MagnetOs for predictable fusions

My name is Alpesh Patal. I’m the Head of Orthopedic Spine Surgery at Northwestern. I’m fellowship trained in orthopedic spine surgery and neurosurgical spine surgery. I am a spine surgeon, and my practice specializes in cervical spine surgery as well as minimally invasive spine surgery.

So the most appealing part of MagnetOs is that it’s a product that started by trying to solve a fundamental problem that we see as spine surgeons, which is getting a reliable, predictable fusion. And it started with that problem and it solved for that problem.

As spine surgeons, we’re familiar with the link between the immune system and bone healing or bone biology. That field is called osteoimmunology. MagnetOs takes the immune system and harnesses the power of the immune system to promote bone healing. It does so through its unique submicron needle-like structure, and that surface topography polarizes macrophages away from M1 phenotype towards M2 phenotype. And it’s those M2 macrophages that create an environment that promotes bone healing, prevents inflammation, and helps us achieve a more successful spinal fusion.
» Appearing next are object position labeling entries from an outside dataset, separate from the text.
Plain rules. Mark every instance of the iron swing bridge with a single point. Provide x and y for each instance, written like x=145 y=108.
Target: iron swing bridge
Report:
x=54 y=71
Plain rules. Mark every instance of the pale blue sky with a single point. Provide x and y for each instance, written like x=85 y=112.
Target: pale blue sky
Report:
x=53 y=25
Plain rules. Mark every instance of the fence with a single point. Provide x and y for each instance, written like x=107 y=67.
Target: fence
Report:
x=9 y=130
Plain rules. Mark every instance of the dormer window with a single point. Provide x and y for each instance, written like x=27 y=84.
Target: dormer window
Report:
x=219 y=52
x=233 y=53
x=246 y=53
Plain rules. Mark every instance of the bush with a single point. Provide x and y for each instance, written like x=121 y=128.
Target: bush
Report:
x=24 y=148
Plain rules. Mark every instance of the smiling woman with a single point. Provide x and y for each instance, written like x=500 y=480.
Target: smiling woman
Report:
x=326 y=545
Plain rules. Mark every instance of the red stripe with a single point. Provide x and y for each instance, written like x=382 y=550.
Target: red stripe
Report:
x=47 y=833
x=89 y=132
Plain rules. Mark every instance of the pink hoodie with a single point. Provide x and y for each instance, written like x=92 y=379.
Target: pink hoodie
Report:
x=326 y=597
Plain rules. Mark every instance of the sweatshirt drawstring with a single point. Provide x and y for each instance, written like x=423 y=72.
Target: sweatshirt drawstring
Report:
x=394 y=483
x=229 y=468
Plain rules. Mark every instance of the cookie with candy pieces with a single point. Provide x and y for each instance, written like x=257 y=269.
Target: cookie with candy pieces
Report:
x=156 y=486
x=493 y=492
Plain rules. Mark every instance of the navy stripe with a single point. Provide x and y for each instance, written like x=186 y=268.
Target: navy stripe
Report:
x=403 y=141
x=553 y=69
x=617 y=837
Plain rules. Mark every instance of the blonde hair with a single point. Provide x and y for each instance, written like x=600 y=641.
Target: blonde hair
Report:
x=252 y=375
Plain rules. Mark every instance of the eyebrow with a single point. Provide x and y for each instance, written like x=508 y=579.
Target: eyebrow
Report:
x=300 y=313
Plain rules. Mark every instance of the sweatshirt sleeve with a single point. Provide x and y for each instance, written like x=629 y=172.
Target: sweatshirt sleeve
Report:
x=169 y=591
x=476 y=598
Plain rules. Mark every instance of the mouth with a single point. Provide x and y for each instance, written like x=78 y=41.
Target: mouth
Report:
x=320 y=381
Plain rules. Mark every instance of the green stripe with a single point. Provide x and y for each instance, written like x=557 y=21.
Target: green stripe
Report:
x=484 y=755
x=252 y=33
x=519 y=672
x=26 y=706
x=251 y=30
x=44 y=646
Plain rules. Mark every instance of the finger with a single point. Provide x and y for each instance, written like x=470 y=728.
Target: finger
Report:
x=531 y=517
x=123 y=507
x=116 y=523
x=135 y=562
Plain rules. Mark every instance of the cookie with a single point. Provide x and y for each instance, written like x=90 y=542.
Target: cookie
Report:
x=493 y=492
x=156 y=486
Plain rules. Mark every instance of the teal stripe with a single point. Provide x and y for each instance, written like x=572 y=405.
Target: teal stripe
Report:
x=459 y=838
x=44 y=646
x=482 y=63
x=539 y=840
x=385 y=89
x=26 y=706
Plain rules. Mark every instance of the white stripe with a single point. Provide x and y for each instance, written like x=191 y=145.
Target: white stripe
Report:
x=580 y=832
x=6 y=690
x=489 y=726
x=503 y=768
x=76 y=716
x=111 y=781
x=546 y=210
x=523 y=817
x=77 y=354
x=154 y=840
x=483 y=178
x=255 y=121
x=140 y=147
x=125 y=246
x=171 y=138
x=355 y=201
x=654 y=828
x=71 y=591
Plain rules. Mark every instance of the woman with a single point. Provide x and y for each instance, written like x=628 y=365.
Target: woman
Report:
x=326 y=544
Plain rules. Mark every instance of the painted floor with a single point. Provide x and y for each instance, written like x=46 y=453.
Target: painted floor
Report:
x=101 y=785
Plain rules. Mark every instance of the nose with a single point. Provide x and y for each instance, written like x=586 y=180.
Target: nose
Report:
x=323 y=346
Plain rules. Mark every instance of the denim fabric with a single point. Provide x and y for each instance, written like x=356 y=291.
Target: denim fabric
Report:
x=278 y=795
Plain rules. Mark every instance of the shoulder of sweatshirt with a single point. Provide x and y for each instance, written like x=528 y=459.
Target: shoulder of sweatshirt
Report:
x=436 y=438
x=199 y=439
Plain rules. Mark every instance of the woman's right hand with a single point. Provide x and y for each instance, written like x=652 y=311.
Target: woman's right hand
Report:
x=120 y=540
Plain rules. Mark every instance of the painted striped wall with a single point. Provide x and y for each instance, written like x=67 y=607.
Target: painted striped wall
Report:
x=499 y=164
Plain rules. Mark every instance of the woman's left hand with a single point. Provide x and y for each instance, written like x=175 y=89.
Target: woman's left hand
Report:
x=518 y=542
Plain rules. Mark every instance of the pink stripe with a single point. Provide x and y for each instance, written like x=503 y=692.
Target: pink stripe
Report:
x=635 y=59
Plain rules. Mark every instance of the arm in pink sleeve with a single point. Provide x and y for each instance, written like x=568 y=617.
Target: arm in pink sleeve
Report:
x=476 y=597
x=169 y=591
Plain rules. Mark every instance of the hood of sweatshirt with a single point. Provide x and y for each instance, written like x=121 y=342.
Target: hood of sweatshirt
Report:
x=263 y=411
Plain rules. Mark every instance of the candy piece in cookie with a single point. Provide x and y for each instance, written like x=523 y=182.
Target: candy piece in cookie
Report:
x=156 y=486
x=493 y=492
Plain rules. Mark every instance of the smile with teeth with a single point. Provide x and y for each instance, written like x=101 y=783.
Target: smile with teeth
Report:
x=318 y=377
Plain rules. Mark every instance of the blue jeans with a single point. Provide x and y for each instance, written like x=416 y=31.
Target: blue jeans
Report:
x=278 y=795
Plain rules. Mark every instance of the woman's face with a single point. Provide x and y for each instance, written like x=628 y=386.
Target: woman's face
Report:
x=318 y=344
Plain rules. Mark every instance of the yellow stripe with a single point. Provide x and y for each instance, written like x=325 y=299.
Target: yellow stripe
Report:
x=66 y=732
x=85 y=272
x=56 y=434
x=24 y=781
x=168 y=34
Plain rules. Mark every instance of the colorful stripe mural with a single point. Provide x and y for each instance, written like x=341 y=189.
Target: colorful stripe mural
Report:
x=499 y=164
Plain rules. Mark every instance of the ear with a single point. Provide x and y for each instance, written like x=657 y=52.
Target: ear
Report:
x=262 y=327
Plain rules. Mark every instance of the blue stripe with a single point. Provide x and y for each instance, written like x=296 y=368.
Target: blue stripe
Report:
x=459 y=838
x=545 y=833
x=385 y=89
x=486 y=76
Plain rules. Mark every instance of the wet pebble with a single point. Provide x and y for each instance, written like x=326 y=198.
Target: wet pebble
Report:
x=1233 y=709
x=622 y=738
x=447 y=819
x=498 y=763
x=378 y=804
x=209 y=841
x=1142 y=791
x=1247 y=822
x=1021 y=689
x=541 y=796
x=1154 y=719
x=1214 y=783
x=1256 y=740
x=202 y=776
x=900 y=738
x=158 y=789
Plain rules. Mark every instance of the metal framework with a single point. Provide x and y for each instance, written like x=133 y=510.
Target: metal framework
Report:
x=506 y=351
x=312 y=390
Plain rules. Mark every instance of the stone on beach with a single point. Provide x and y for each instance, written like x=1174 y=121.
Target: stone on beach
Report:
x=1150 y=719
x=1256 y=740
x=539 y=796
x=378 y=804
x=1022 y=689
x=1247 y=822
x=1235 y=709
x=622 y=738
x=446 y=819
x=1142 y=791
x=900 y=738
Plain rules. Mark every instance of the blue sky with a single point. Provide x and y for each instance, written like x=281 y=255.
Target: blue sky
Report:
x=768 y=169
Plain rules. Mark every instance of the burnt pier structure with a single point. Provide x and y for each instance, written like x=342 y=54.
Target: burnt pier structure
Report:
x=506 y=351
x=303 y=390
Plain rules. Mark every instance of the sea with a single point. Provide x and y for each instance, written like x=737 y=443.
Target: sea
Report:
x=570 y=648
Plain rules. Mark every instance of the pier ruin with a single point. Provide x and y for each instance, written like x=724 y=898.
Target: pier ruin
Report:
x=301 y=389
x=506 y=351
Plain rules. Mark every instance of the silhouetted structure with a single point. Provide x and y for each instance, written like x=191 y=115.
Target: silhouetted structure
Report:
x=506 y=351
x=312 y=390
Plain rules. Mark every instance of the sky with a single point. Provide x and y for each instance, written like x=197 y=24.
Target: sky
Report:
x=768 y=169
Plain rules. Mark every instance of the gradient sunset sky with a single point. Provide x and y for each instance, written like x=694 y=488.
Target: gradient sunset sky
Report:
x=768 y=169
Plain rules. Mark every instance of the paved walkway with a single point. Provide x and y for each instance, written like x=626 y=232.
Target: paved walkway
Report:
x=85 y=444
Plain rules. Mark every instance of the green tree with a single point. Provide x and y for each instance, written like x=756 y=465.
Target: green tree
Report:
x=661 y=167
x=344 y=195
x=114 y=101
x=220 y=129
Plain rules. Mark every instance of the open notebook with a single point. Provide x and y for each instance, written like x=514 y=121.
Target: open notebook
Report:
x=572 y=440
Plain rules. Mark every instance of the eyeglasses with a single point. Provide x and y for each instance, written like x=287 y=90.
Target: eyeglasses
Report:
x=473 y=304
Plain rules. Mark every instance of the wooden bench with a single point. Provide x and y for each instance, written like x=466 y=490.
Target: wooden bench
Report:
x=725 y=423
So that unique aspect of MagnetOs is what separates it from other bone graft products. The catalyst for me in my practice that led towards full adoption were the results that I saw in my patients—the great clinical outcomes, the successful fusions that I saw in those more complex, challenging fusion environments convinced me that MagnetOs can deliver on its promise that it can promote bone healing and enhance spinal fusion.

This is a case I’m happy to share with you. This is a 60-year-old female that I had taken care of. She had presented to our hospital after an injury. She was having quite severe neck pain, and she had an unstable C2 fracture involving the lateral masses, the pedicles of C2, and also had a fracture at C4.

On the pre-surgical imaging, we see what appears to be an odontoid fracture but is actually a much more complex, unstable C2 fracture involving the pedicles of C2, and that is what I thought was driving and creating her severe neck pain symptoms.

The surgical plan that I had for the patient was a posterior C1 to C4 instrumented fusion, a reduction of her fracture, and then a posterior lateral bone grafting consisting of local autograft bone, but then also MagnetOs as a bone graft extender.

The post-surgical x-rays show me very good restoration of alignment. Very pleased with the implants in terms of how they’re positioned. More impressively, as I look down the road—for this patient, she had a very good clinical outcome. At about eight months after surgery, she had a CT scan done of her cervical spine, and on the still images, I can see a really robust amount of fusion in that posterior lateral space from C1 all the way down to C4.

So in a really relatively challenging fusion environment, we can see really good bone formation at the eight-month mark. More impressively than the still images is, as we rotate through and as we slide through all of the sagittal slices and then the axial slices, we can see that the fusion we’re obtaining with MagnetOs is not a spot fusion. It’s not just occurring in a few spots here and there. It’s a really robust amount of bone confluently forming along the entire posterior space from C1 all the way down to C4.

Using science and evidence to drive decision-making on the choice of bone graft products is critically important. As we look outside of my practice, my institutional experience, we see the use of MagnetOs growing and spreading. We see more and more surgeons adopting the science that Curos brings, the solution that MagnetOs is, into their practice. And I’m convinced that we’re going to see better results for patients—both in terms of clinical outcomes but also more successful spinal fusions—as a result of it.

What I tell my fellow spine surgeons about MagnetOs as a product is that it reflects that strong foundation in science, and it accomplishes that goal of promoting bone healing and enhancing spinal fusion. Simply put, it works the way you want it to work. It works better than the other bone graft extenders that we’ve seen come to market, at least in the 15 years of my career, and I’m very, very pleased with the results.

My name is Cornelis Polstra. I work at the Nevada Spine Clinic and within the Nevada Spine Clinic, within the Robotic Spine Institute of Las Vegas, and I’m an orthopedic and neurological spine surgeon.

I was introduced to Curos probably around 2015, and the reason I was very interested in Curos—having a well-tested and safe material that underwent tremendously advanced surface modification by giving it sort of this needle grip texture—and suddenly allow this material then to attract monocytes out of the bloodstream and out of decorticated bone close to the fusion bed to become eventually bone-making cells, just to say it simply, and allow my local autograft mixed with this material to suddenly have an amplified ability to make bone, seemed to be like a no-brainer. So I was very impressed with it, and from there on the development has gone further.

All these white powders sort of look the same when they come to the operating room. It’s a white granular material, and you can’t really see microscopically what goes on on the surface. What Curos famously has done is create a surface modification and made this needle grip surface that really attracts the right kind of cells to the bone-making area. Subsequently, it turns them into a sort of pro-healing M2 macrophage, is what we call them, and that eventually initiates substantial amounts of bone formation out of the osteoprogenitor cells that go around in that site also. And eventually, that’s what stabilizes the patient and that delivers clinically high fusion rates and greater success for my patients.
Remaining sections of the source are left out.